The next chart is a timeline of calls made by week. Due to the sample of the dataset we used, weeks are categorized by their week number for the entire year. In our case, our data runs from calendar week 23 through 36.

Beside it, is the chart depicting days of the week vs calls made; interestingly there were much fewer calls made on weekends compared to weekdays.

Next, we visualized the number of calls broken down by both the agency responsible for handling the call, and the ZIP code where the call originated.

While other graphs and charts can be found on application itself, this group thought the word cloud visualization was an important addition.

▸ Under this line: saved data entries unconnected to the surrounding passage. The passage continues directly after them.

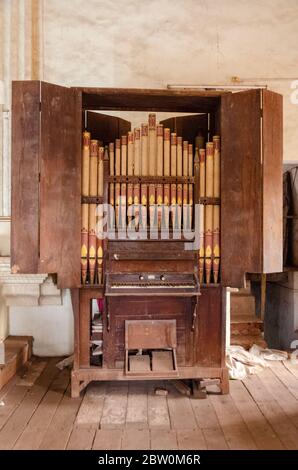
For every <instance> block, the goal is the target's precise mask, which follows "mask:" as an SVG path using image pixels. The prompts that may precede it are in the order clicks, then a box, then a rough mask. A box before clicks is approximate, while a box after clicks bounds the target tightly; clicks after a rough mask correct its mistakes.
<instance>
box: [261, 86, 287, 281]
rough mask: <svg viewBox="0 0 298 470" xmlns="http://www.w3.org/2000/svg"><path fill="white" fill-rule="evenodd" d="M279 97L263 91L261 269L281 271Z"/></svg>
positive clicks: (281, 98) (280, 148)
mask: <svg viewBox="0 0 298 470" xmlns="http://www.w3.org/2000/svg"><path fill="white" fill-rule="evenodd" d="M282 115H283V109H282V96H281V95H279V94H278V93H273V92H271V91H268V90H263V139H262V142H263V272H265V273H272V272H281V271H282V258H283V256H282V255H283V234H282V224H283V220H282V216H283V212H282V195H283V193H282V173H283V166H282V162H283V141H282V135H283V125H282Z"/></svg>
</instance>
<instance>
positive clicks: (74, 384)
mask: <svg viewBox="0 0 298 470" xmlns="http://www.w3.org/2000/svg"><path fill="white" fill-rule="evenodd" d="M79 396H80V381H79V379H78V378H77V376H76V374H75V373H74V372H73V371H72V373H71V398H78V397H79Z"/></svg>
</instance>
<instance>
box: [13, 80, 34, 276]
mask: <svg viewBox="0 0 298 470" xmlns="http://www.w3.org/2000/svg"><path fill="white" fill-rule="evenodd" d="M39 102H40V82H38V81H30V82H29V81H28V82H13V83H12V152H11V153H12V161H11V185H12V188H11V196H12V200H11V265H12V269H13V271H14V272H19V273H30V274H35V273H38V254H39V234H38V232H39V200H38V199H39V196H38V193H39V162H38V159H39V134H40V121H39Z"/></svg>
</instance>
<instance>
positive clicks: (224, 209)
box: [221, 90, 282, 287]
mask: <svg viewBox="0 0 298 470" xmlns="http://www.w3.org/2000/svg"><path fill="white" fill-rule="evenodd" d="M221 136H222V166H221V170H222V172H221V217H222V222H221V250H222V265H221V276H222V277H221V278H222V283H223V285H225V286H231V287H241V286H243V284H244V278H245V273H261V272H265V273H270V272H279V271H281V270H282V97H281V96H280V95H278V94H276V93H272V92H269V91H266V90H249V91H245V92H240V93H234V94H228V95H225V96H223V97H222V105H221Z"/></svg>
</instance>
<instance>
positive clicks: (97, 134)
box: [87, 112, 131, 145]
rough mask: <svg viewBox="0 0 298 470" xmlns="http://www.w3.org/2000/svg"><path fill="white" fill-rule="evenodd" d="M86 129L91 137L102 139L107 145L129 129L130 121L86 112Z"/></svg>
mask: <svg viewBox="0 0 298 470" xmlns="http://www.w3.org/2000/svg"><path fill="white" fill-rule="evenodd" d="M87 129H88V131H89V132H91V137H92V139H98V140H102V141H103V143H104V145H108V144H109V143H110V142H113V141H114V140H115V139H118V138H120V137H121V135H123V134H127V132H128V131H130V129H131V124H130V122H128V121H126V120H125V119H121V118H118V117H115V116H108V115H106V114H102V113H92V112H87Z"/></svg>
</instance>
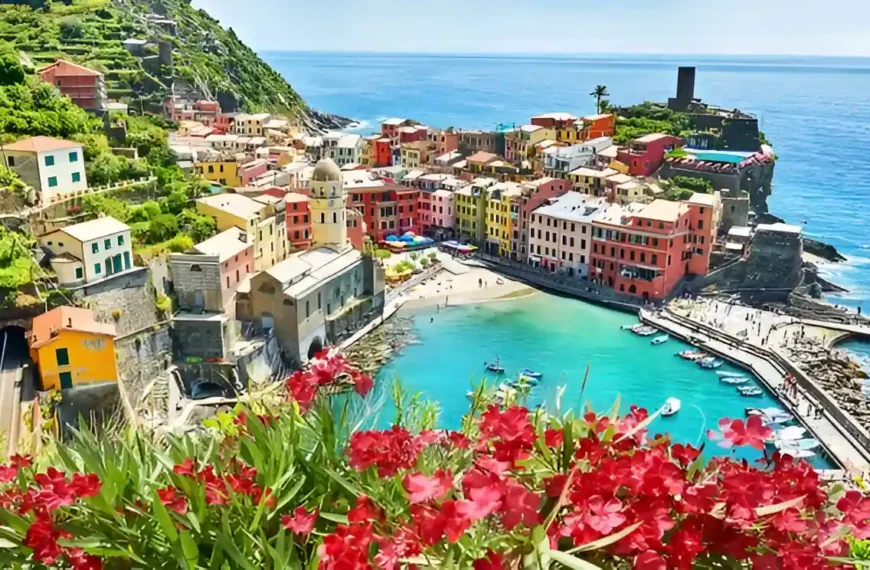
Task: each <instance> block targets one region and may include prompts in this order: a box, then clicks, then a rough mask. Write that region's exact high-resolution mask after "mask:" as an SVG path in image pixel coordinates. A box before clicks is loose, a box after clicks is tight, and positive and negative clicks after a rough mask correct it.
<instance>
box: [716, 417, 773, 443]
mask: <svg viewBox="0 0 870 570" xmlns="http://www.w3.org/2000/svg"><path fill="white" fill-rule="evenodd" d="M719 430H720V431H721V433H720V432H716V431H713V430H708V431H707V437H709V438H710V439H712V440H714V441H718V440H721V441H720V442H719V447H733V446H735V445H736V446H738V447H739V446H743V445H748V446H750V447H754V448H755V449H758V450H759V451H761V450H764V442H765V441H766V440H767V438H769V437H770V434H771V433H772V432H773V430H772V429H771V428H769V427H767V426H765V425H764V423H763V422H762V421H761V418H760V417H758V416H752V417H750V418H749V419H748V420H746V424H745V425H744V423H743V420H729V419H727V418H723V419H721V420H719Z"/></svg>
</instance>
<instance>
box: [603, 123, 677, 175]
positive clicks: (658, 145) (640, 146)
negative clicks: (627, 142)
mask: <svg viewBox="0 0 870 570" xmlns="http://www.w3.org/2000/svg"><path fill="white" fill-rule="evenodd" d="M679 146H683V140H682V139H681V138H680V137H675V136H671V135H664V134H661V133H654V134H651V135H646V136H642V137H640V138H638V139H635V140H633V141H632V142H631V145H629V147H628V148H627V149H625V148H621V149H619V151H618V152H617V153H616V160H618V161H619V162H621V163H623V164H625V165H626V166H627V167H628V173H629V174H631V175H632V176H651V175H652V174H654V173H655V172H656V171H657V170H658V169H659V168H660V167H661V165H662V163H663V162H664V161H665V154H667V153H668V152H670V151H671V150H673V149H674V148H676V147H679Z"/></svg>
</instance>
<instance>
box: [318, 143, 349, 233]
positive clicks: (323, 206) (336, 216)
mask: <svg viewBox="0 0 870 570" xmlns="http://www.w3.org/2000/svg"><path fill="white" fill-rule="evenodd" d="M310 207H311V247H323V246H328V247H332V248H335V249H343V248H344V247H345V246H346V245H347V243H348V241H347V220H346V218H345V216H346V214H345V208H346V199H345V193H344V184H343V182H342V175H341V170H340V169H339V168H338V165H337V164H335V162H333V161H332V159H331V158H324V159H323V160H321V161H319V162H318V163H317V164H316V165H315V167H314V173H313V174H312V175H311V203H310Z"/></svg>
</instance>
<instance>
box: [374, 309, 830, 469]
mask: <svg viewBox="0 0 870 570" xmlns="http://www.w3.org/2000/svg"><path fill="white" fill-rule="evenodd" d="M432 319H434V320H432ZM430 320H432V322H430ZM636 322H637V319H636V318H635V317H633V316H632V315H628V314H624V313H620V312H616V311H612V310H609V309H604V308H601V307H598V306H596V305H591V304H588V303H584V302H582V301H577V300H574V299H568V298H563V297H558V296H554V295H549V294H545V293H539V294H536V295H535V296H533V297H530V298H528V299H519V300H516V301H505V302H496V303H486V304H478V305H463V306H458V307H449V308H447V309H441V310H440V311H437V310H435V309H431V310H425V311H422V312H417V313H415V314H414V325H415V331H416V333H417V335H418V338H419V340H420V344H414V345H410V346H408V347H406V348H404V349H403V350H402V352H401V353H400V354H399V356H398V357H397V358H396V359H395V360H393V361H392V362H391V363H390V364H388V365H387V366H386V367H384V368H383V369H382V370H381V371H380V373H379V374H378V379H377V380H378V387H379V390H380V391H381V392H382V393H387V392H388V391H389V386H390V385H391V383H392V381H393V380H394V379H395V378H397V377H398V378H399V379H400V380H401V382H402V384H403V385H404V386H405V387H406V388H407V390H408V392H409V393H412V394H413V393H418V392H419V393H421V394H422V396H423V398H424V399H427V400H430V401H433V402H438V405H439V407H440V412H441V414H440V423H441V426H442V427H445V428H457V427H458V426H459V423H460V418H461V417H462V415H463V414H464V413H466V412H467V411H468V400H467V398H466V392H468V391H469V390H470V389H472V386H473V385H474V384H476V383H479V382H480V381H481V380H483V379H484V377H485V376H486V377H487V378H488V379H489V381H492V380H495V377H493V376H492V375H488V376H487V375H485V373H484V369H483V364H484V362H486V361H493V360H495V358H496V357H499V358H500V359H501V363H502V365H503V366H504V367H505V369H506V372H507V374H506V375H505V376H503V377H501V378H502V379H501V380H497V381H498V382H501V381H503V379H504V378H509V377H511V376H513V377H516V375H517V372H518V371H519V370H521V369H522V368H524V367H529V368H532V369H534V370H537V371H539V372H543V373H544V378H543V380H542V381H541V383H540V384H539V385H538V386H537V387H536V388H535V389H533V390H532V393H531V395H530V398H529V406H530V407H534V406H537V405H539V404H541V405H543V406H544V407H545V408H546V409H548V410H550V411H553V410H555V404H556V396H557V391H558V388H559V387H560V386H562V385H565V386H566V390H565V392H564V394H563V396H562V409H563V411H564V410H567V409H569V408H570V409H574V410H583V409H584V406H585V403H586V402H587V401H588V402H589V403H590V404H591V405H592V407H593V409H595V410H596V411H598V412H600V413H606V412H607V411H608V410H610V409H611V407H612V406H613V404H614V402H615V401H616V399H617V397H619V398H620V401H621V409H622V411H623V413H624V412H627V411H628V408H629V406H630V405H631V404H637V405H638V406H642V407H645V408H647V409H648V410H651V411H652V410H656V409H658V408H659V407H660V406H661V405H662V404H664V402H665V400H666V399H667V398H670V397H677V398H680V400H682V403H683V405H682V409H681V410H680V411H679V412H678V413H677V414H676V415H675V416H671V417H668V418H665V417H659V418H658V419H656V420H655V422H654V423H653V424H652V426H651V428H650V431H651V432H652V433H661V432H667V433H670V434H671V435H672V437H673V439H674V441H681V442H686V443H692V444H693V445H697V444H698V443H699V442H705V441H707V438H706V434H705V432H706V430H707V429H711V428H712V429H715V428H716V422H717V421H718V420H719V418H723V417H728V418H743V417H744V415H745V411H744V410H745V408H746V407H747V406H752V407H756V406H757V407H768V406H776V405H777V403H776V401H775V400H774V398H773V397H772V396H770V395H768V394H767V393H765V395H764V396H762V397H761V398H743V397H741V396H739V395H738V394H737V392H736V389H735V388H734V387H733V386H728V385H725V384H722V383H721V382H719V380H718V377H717V375H716V374H715V372H712V371H709V370H703V369H701V368H699V367H698V366H697V365H695V364H693V363H691V362H687V361H685V360H683V359H681V358H679V357H677V356H675V355H674V354H675V353H676V352H679V351H680V350H684V349H687V348H690V347H689V346H688V345H686V344H683V343H681V342H679V341H677V340H675V339H671V340H669V341H668V342H666V343H665V344H662V345H659V346H652V345H651V344H650V338H649V337H647V338H642V337H639V336H636V335H633V334H631V333H630V332H628V331H622V330H620V326H621V325H625V324H632V323H636ZM587 364H588V365H589V366H590V375H589V381H588V383H587V385H586V392H585V393H584V395H583V399H582V400H581V397H580V387H581V385H582V382H583V376H584V373H585V370H586V366H587ZM720 370H730V371H734V372H737V371H739V369H737V368H733V367H731V366H729V365H727V364H726V365H724V366H723V367H722V368H720ZM759 385H760V384H759ZM383 401H385V402H386V403H384V407H383V408H382V409H381V411H380V414H379V421H380V422H381V423H384V424H386V423H388V422H389V421H391V420H392V418H393V412H394V410H393V408H392V406H391V404H390V403H389V400H388V399H387V398H384V399H383ZM706 453H707V454H708V455H713V454H716V455H721V454H728V453H730V452H729V451H727V450H723V449H721V448H718V447H716V446H715V444H712V443H710V444H708V446H707V451H706ZM738 456H740V457H746V458H747V459H757V458H758V457H759V454H757V453H755V452H753V451H752V450H749V451H746V450H740V451H739V452H738ZM817 464H818V465H819V466H826V465H827V463H826V462H825V461H824V460H818V461H817Z"/></svg>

Given the textual nature of these 311 reports, we wanted to capture what exactly residents were reporting.

Layout

Slide the blue bar above to see the sketch to the final data exploration tool.

Pre-Development Sketches

Prior to the finalization of the previously mentioned graphs and plots, we decided on the following layout. The header appears at the top to declare the application’s objective. The interactive map was decided to be the primary tool of significant; therefore, it sits below the header to allow the user to immediately interact. The timeline, to narrow the dataset selection by the date, was the next tool of significance. It therefore sits directly below the tool of interest. The final tools, the bars, were then placed in the best respect to the available screen real-estate.

Post-Development Appearance

As we evaluate the application’s overall appearance post-development, we find some tools were slightly modified or addended. We added a start week box and also added the cloud visualization. The bar charts were also placed based on their needed size for the data at hand.

Findings

After visualizing the data for three summer months, the team noticed some interesting trends. The first being the number of days between an initial service call and its update/response in the system being less than 1 day. Through a word-cloud visualization, we iterated through the body of the requests themselves and pulled out the most commonly used phrases – which happened to be “residential building”, “pothole repair” and variations of “trash” and “collections”. The top 3 ZIP codes where requests were made were 45202, 45211, and 45219; the first of these two are located on the west side of Cincinnati (west of I-75) with 45219 located just north of downtown (Mt. Auburn, Clifton Heights, and Coryville).

Our team was surprised to see many of the calls coming from the West Side of town rather than Downtown or Over the Rhine. What was not surprising were the nature of the calls: potholes, complaints about trash collection, or fallen branches.

Visualization Components

Each visualization on our map is linked, allowing the user to filter through the data. For example, if the user clicks on the Days bar chart they could toggle on and off certain or multiple days. Below, we can see the same map with only Saturday and Sunday calls(top) versus calls placed on all seven days.

Issues

One surface level issue the team faced were the legends for some of the graphs. The number of days and service code bar charts do not have a label on the y-axis. Using the vis.height and vis.width calls the team was unable to properly render these axes like they were able to with other charts. Another issue that we ran into was dealing with the linking between the brush for the timeline and the map. A ton of time was spent on trying to figure that linkage out, but we were never able to figure it out entirely. It works, but the data given back is not always correct.